優しい母を、怒った母を、泣いた母を、笑った母を……。


いつもずっと傍にいてくれた母。


眠れないときはお話聞かせてくれた母。


一緒にご飯を作って笑ってくれた母。


名前を呼んであたまを撫でてくれた母。


 美味しいごはんを食べさせてくれた。

面白いこと沢山教えてくれた。

楽しい場所にいっぱい連れてってくれた。

泣き虫な自分をいつだって抱きしめてくれた。

転んだ時も怪我した時も泣いちゃだめだよって励ましてくれた。

寝たふりしたら抱っこしてくれた。


大好きな母を、何度も、何度も、何度も。


「ほかにも……ほかにも……――」


 叫ぶ度に涙を流してなお、それは止むことはなかった。

声が枯れ、嗚咽交じりに言葉を失っても、涙で視界がなにもかも滲んで訳が分からなくなっても。

その想いと叫びが止むことは永遠になかった。

ライラの肩を抱きながら入り口の窓越しに、イスタさんが見えた。


ありがとうございます。


 そう言われた気がした。

あれ――俺…………。


「あ……あれ……。」


 その時、いつのまにか自分が泣いていることに気付いて、驚いた。

別に、悲しくはない。

ライラに共感して涙が流れたわけでもない。

もっと別の、例えようのない感覚。


 知らないところの――懐かしいなにか……。

温かい――なにかなんだ……。


喉の痛みに耐えながら、ライラとの対話を続ける。


「おかぁさんのこと、好き?」


「だいすき……。
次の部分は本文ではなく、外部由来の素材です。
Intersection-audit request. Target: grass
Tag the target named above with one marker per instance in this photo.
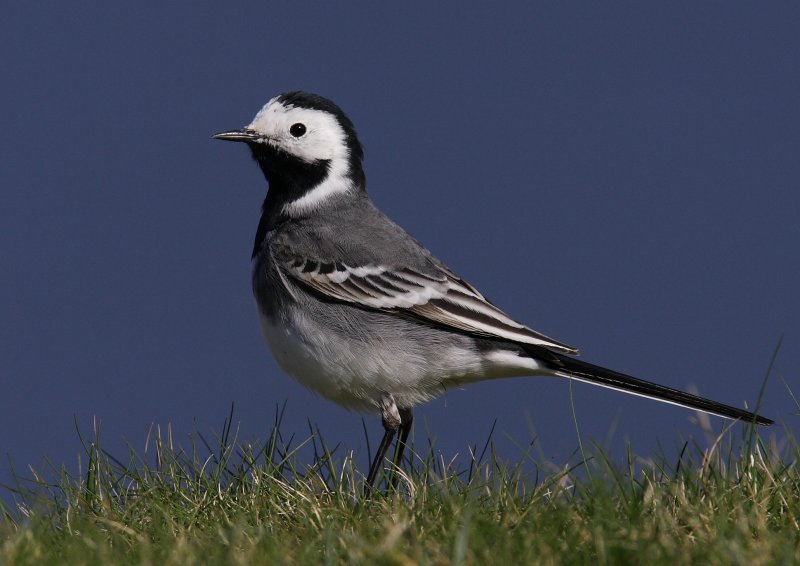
(736, 501)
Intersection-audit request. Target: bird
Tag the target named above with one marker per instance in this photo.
(357, 310)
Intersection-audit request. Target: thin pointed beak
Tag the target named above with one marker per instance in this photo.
(238, 135)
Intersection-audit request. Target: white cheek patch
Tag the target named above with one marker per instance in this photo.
(324, 140)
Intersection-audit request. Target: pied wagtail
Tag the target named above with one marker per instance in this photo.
(357, 310)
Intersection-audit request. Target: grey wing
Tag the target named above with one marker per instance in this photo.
(439, 297)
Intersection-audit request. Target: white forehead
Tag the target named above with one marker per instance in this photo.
(324, 137)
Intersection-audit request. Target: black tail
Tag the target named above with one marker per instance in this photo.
(596, 375)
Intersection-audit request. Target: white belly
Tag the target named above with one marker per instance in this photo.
(356, 374)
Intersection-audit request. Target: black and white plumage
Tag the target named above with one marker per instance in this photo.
(357, 310)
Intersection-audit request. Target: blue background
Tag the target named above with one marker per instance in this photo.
(625, 178)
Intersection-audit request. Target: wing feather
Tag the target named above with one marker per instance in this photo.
(440, 298)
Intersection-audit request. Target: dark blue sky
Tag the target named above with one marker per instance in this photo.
(625, 179)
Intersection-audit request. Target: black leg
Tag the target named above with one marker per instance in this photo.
(406, 420)
(376, 463)
(390, 416)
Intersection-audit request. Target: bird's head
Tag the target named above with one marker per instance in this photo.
(307, 148)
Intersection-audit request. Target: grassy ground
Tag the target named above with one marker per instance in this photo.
(735, 502)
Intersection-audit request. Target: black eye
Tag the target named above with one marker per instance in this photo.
(297, 130)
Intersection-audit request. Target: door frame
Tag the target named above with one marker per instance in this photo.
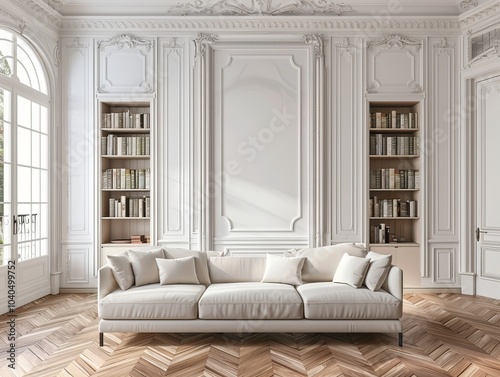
(467, 121)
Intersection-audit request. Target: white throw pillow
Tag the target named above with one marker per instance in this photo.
(200, 261)
(283, 270)
(378, 270)
(144, 266)
(177, 271)
(351, 270)
(122, 270)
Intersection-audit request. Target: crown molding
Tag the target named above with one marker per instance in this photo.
(259, 7)
(361, 26)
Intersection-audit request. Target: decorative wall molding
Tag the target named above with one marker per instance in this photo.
(492, 52)
(467, 4)
(201, 42)
(259, 7)
(391, 41)
(422, 26)
(125, 41)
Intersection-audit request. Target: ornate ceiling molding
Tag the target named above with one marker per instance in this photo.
(324, 25)
(125, 41)
(394, 41)
(259, 8)
(467, 4)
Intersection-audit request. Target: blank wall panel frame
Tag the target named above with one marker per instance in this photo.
(260, 174)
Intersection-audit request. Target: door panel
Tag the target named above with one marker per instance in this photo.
(488, 184)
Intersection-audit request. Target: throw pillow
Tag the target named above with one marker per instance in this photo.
(122, 270)
(200, 261)
(351, 270)
(177, 271)
(144, 266)
(378, 270)
(283, 270)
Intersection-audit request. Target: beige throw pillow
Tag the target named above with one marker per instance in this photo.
(144, 266)
(351, 270)
(177, 271)
(283, 270)
(378, 270)
(122, 270)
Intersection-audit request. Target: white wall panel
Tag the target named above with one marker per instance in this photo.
(75, 170)
(260, 175)
(173, 142)
(126, 65)
(345, 143)
(395, 65)
(441, 146)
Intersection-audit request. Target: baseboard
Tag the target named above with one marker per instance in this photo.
(431, 290)
(77, 290)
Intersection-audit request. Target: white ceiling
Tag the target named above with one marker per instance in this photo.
(375, 8)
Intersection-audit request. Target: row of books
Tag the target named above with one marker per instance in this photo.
(397, 179)
(132, 145)
(394, 145)
(392, 207)
(129, 207)
(125, 120)
(393, 120)
(380, 233)
(128, 179)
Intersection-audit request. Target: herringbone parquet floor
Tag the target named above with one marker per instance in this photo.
(444, 335)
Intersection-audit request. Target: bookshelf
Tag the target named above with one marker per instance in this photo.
(125, 173)
(395, 181)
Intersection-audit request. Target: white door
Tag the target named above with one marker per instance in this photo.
(488, 187)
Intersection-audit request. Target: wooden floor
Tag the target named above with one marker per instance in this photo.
(444, 335)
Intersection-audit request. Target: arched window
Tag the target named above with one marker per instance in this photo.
(24, 151)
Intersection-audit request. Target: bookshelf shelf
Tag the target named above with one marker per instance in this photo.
(125, 166)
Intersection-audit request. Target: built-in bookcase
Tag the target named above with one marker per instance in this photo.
(394, 205)
(125, 130)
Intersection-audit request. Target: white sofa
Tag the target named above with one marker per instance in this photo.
(314, 290)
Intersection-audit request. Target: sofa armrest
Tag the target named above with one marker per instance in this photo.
(106, 282)
(394, 282)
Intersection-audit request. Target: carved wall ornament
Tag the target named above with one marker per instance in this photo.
(395, 41)
(345, 46)
(467, 4)
(492, 52)
(316, 40)
(259, 8)
(201, 41)
(444, 46)
(125, 40)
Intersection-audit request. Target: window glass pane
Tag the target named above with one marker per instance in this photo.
(35, 116)
(23, 184)
(35, 185)
(23, 112)
(35, 149)
(44, 120)
(44, 151)
(23, 146)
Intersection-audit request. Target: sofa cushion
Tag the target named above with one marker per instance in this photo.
(177, 271)
(144, 265)
(340, 301)
(351, 270)
(250, 301)
(321, 262)
(284, 270)
(380, 265)
(122, 270)
(236, 269)
(152, 301)
(200, 261)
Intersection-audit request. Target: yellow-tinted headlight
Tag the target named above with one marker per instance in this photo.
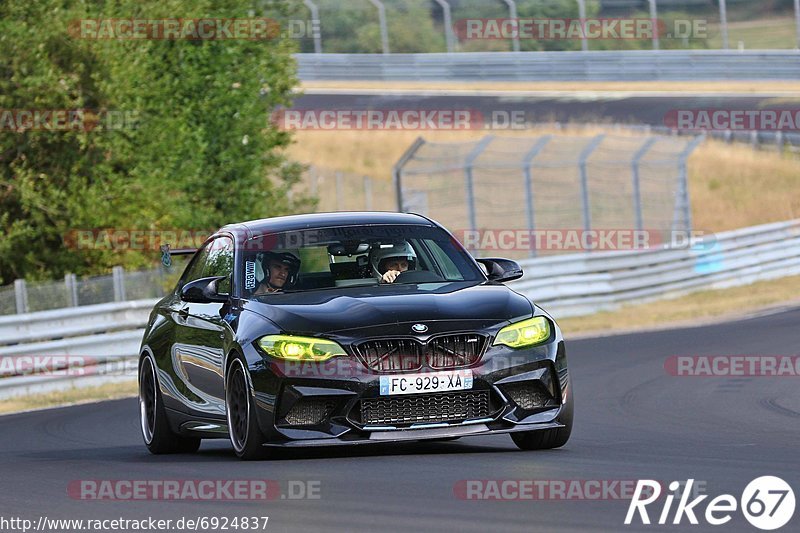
(529, 332)
(294, 348)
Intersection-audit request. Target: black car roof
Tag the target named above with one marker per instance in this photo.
(322, 220)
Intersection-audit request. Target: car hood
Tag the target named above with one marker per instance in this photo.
(441, 306)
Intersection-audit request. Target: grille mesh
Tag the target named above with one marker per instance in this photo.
(454, 350)
(442, 407)
(403, 355)
(527, 395)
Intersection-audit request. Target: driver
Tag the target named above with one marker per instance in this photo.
(389, 260)
(279, 271)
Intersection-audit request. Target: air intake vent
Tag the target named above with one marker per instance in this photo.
(453, 351)
(527, 394)
(391, 355)
(407, 355)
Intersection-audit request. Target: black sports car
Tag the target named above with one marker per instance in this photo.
(348, 328)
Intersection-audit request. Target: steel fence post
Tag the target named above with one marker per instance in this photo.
(637, 194)
(512, 14)
(530, 211)
(448, 25)
(382, 21)
(397, 171)
(21, 295)
(797, 21)
(71, 286)
(582, 160)
(367, 193)
(683, 194)
(316, 25)
(468, 179)
(723, 22)
(654, 20)
(339, 192)
(582, 16)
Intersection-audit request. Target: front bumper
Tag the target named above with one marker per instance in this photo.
(322, 404)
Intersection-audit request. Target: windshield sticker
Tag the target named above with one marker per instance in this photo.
(249, 275)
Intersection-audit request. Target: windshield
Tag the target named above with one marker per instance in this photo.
(344, 256)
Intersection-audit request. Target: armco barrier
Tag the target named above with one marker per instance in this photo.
(566, 285)
(629, 65)
(102, 334)
(579, 284)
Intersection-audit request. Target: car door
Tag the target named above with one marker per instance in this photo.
(201, 332)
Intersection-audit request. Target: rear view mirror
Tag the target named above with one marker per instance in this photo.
(203, 291)
(500, 270)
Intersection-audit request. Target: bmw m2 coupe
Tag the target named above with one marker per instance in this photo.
(348, 328)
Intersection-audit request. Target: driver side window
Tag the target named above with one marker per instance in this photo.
(195, 269)
(220, 262)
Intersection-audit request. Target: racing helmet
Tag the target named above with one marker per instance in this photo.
(287, 258)
(382, 253)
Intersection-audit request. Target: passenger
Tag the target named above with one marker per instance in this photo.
(389, 261)
(279, 271)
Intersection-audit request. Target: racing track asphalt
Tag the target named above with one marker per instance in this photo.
(633, 420)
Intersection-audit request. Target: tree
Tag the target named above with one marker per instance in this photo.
(194, 148)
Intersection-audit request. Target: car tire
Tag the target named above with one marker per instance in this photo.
(158, 436)
(245, 434)
(545, 439)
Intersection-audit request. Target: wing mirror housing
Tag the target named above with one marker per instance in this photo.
(501, 270)
(204, 291)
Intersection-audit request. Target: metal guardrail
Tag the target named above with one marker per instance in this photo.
(629, 65)
(566, 285)
(77, 347)
(580, 284)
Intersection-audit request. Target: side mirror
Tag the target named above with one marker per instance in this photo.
(500, 270)
(204, 291)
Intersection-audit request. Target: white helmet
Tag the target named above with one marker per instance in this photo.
(381, 253)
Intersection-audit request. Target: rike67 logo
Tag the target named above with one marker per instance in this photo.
(767, 503)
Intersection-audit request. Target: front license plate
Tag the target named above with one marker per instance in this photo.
(427, 382)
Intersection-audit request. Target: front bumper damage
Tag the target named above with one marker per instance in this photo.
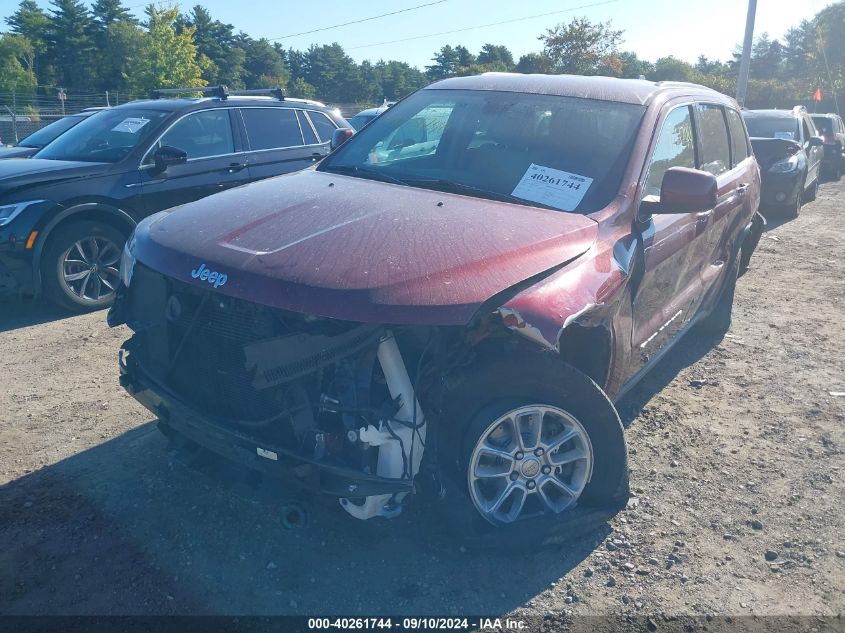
(276, 461)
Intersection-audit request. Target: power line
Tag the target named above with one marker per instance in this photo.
(484, 26)
(375, 17)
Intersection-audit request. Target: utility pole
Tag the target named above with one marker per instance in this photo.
(745, 63)
(15, 113)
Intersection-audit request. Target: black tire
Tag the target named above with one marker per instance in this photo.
(811, 193)
(718, 321)
(794, 210)
(497, 385)
(60, 242)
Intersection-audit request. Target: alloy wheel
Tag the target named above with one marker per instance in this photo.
(531, 461)
(89, 269)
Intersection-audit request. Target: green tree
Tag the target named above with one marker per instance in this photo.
(673, 69)
(16, 64)
(583, 48)
(495, 55)
(535, 63)
(170, 57)
(333, 73)
(446, 63)
(32, 23)
(633, 67)
(70, 46)
(115, 30)
(301, 89)
(217, 42)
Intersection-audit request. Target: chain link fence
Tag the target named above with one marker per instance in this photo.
(21, 114)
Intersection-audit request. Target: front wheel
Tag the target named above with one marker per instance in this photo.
(80, 265)
(532, 447)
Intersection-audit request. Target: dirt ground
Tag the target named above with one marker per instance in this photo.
(736, 451)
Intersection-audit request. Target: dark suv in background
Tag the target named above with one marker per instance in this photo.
(832, 131)
(789, 151)
(66, 212)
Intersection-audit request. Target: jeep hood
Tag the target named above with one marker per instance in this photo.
(359, 250)
(17, 152)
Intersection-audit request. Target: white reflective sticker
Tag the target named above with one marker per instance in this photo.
(552, 187)
(130, 125)
(262, 452)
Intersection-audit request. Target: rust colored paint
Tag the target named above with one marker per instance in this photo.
(374, 252)
(360, 250)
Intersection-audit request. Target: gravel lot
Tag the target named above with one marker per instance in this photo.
(737, 476)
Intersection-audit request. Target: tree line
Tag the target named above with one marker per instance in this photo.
(107, 48)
だいすき……。だいすき……。だいだいだいすきだよ……。」


 涙が零れ「だいすき」と口にする度に、母との思い出を、母と育んだ愛の深さをライラは確かめていたと思う。

それはもう、奇跡なんてちっぽけに思える程、十分に伝わっていた。

ライラにも、ライラの母にも、他人である俺にだって。


もう、いいよな――


 頬を涙が伝った。

俺は手袋を外し、ライラに触れる。